From: Gavin Lambert (boost_at_[hidden])
Date: 2020-04-02 23:16:10


On 3/04/2020 08:41, Jan Hafer wrote:
> On 02.04.20 20:59, Mathias Gaunard wrote:
>> So you're saying that circular_buffer is slower on a given thread when
>> other threads are accessing their own circular_buffer in parallel?
>> That sounds unlikely to be circular buffer's fault.
>
> Yes and I dont know quite the reason for it.
> My Threads know their id to access a file-global data structure
> containing their queue/circular buffer.

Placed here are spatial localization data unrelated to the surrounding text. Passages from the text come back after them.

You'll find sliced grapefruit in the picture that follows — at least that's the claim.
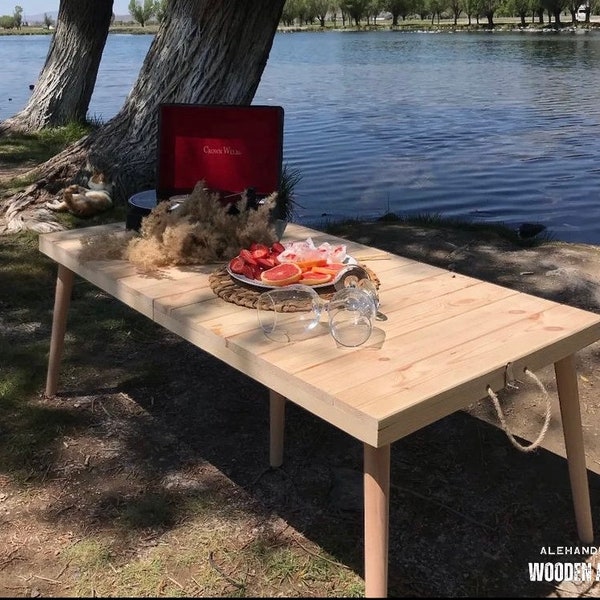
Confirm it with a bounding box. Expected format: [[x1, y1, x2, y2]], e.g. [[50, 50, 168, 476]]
[[260, 263, 303, 286], [312, 263, 347, 276], [295, 258, 328, 272], [299, 271, 333, 286]]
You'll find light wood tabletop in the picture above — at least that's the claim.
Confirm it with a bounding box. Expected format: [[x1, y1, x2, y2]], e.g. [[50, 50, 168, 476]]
[[39, 222, 600, 597]]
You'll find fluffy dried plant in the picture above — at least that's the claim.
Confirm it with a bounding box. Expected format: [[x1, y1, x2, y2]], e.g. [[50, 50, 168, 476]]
[[78, 230, 134, 263], [78, 182, 279, 273]]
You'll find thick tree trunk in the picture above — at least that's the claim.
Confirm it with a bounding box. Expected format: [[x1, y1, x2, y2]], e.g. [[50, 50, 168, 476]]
[[0, 0, 113, 133], [1, 0, 285, 234], [553, 9, 562, 24]]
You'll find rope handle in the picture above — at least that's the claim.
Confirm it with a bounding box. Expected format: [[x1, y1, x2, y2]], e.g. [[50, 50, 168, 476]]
[[486, 367, 552, 453]]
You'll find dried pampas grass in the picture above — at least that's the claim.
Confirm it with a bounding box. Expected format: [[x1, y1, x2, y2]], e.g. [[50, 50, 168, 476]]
[[79, 230, 135, 263], [79, 182, 280, 273]]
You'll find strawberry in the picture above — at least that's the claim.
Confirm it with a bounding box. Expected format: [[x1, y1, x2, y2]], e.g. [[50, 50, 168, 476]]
[[257, 256, 276, 269], [239, 248, 258, 265], [229, 256, 245, 274], [251, 264, 263, 280], [251, 245, 270, 259], [241, 264, 255, 279]]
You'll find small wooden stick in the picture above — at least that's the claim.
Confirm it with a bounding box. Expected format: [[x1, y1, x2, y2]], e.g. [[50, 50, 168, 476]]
[[353, 254, 391, 261]]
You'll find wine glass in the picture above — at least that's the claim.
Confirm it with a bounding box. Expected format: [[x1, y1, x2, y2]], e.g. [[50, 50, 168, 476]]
[[327, 286, 377, 347], [256, 284, 324, 343]]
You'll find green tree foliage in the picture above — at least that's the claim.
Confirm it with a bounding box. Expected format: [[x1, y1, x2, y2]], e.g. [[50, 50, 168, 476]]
[[154, 0, 169, 23], [542, 0, 568, 23], [0, 15, 16, 28], [504, 0, 530, 24], [460, 0, 476, 23], [385, 0, 413, 24], [447, 0, 462, 23], [342, 0, 370, 25], [296, 0, 311, 22], [413, 0, 430, 19], [282, 0, 345, 26], [366, 0, 384, 24], [281, 0, 299, 25], [530, 0, 545, 22], [427, 0, 447, 23], [13, 5, 22, 28], [329, 0, 341, 23], [311, 0, 332, 25], [128, 0, 156, 26], [478, 0, 500, 26]]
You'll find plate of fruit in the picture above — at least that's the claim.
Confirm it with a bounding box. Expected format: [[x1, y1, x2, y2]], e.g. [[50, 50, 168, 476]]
[[227, 238, 356, 289]]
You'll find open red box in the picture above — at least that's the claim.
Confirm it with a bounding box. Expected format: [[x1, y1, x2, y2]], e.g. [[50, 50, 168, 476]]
[[156, 103, 284, 203]]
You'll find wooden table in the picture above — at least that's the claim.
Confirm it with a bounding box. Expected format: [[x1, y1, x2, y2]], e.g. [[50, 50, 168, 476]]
[[40, 222, 600, 597]]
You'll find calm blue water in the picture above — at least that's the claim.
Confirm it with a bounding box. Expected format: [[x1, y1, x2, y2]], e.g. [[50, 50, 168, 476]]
[[2, 30, 600, 244]]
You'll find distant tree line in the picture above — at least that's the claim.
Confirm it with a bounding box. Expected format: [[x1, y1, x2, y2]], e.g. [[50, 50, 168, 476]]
[[127, 0, 168, 26], [281, 0, 599, 27], [0, 5, 22, 29], [1, 0, 594, 31], [0, 1, 169, 30]]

They start another after in a
> thread-safe way and exit on emptying the queue/circular buffer.

That sounds like you're allocating a single array of circular_buffers
and then accessing them from different threads.

That's basically the worst possible thing to do; as Mathias was saying,
that will end up sharing cache lines between different cores and your
performance will tank.

At minimum, you should embed the circular_buffer into another struct
that has sizeof() >= std::hardware_destructive_interference_size, and
make an array of that.

But better still, embed the circular_buffer into your processing classes
and don't have arrays of them at all.

(If you're pre-C++17 and don't have
std::hardware_destructive_interference_size, then using 64 works for
most modern platforms.)

Ideally, the circular_buffer implementation itself should also separate
all internal producer-thread members and consumer-thread members by
std::hardware_destructive_interference_size and try very hard to not
cross over. (Here the main thing that matters is write accesses.)

If you want to try using a more modern circular buffer that gets this
correct, have a look at Boost.Lockfree's spsc_queue.

https://www.boost.org/doc/libs/1_72_0/doc/html/boost/lockfree/spsc_queue.html

(While you're there, there's also an MPMC queue as well. Note that a
lockfree queue will tend to be slower than std::queue in uncontended
benchmarks, but the avoidance of locks can be superior in highly
contended or other specialised scenarios.)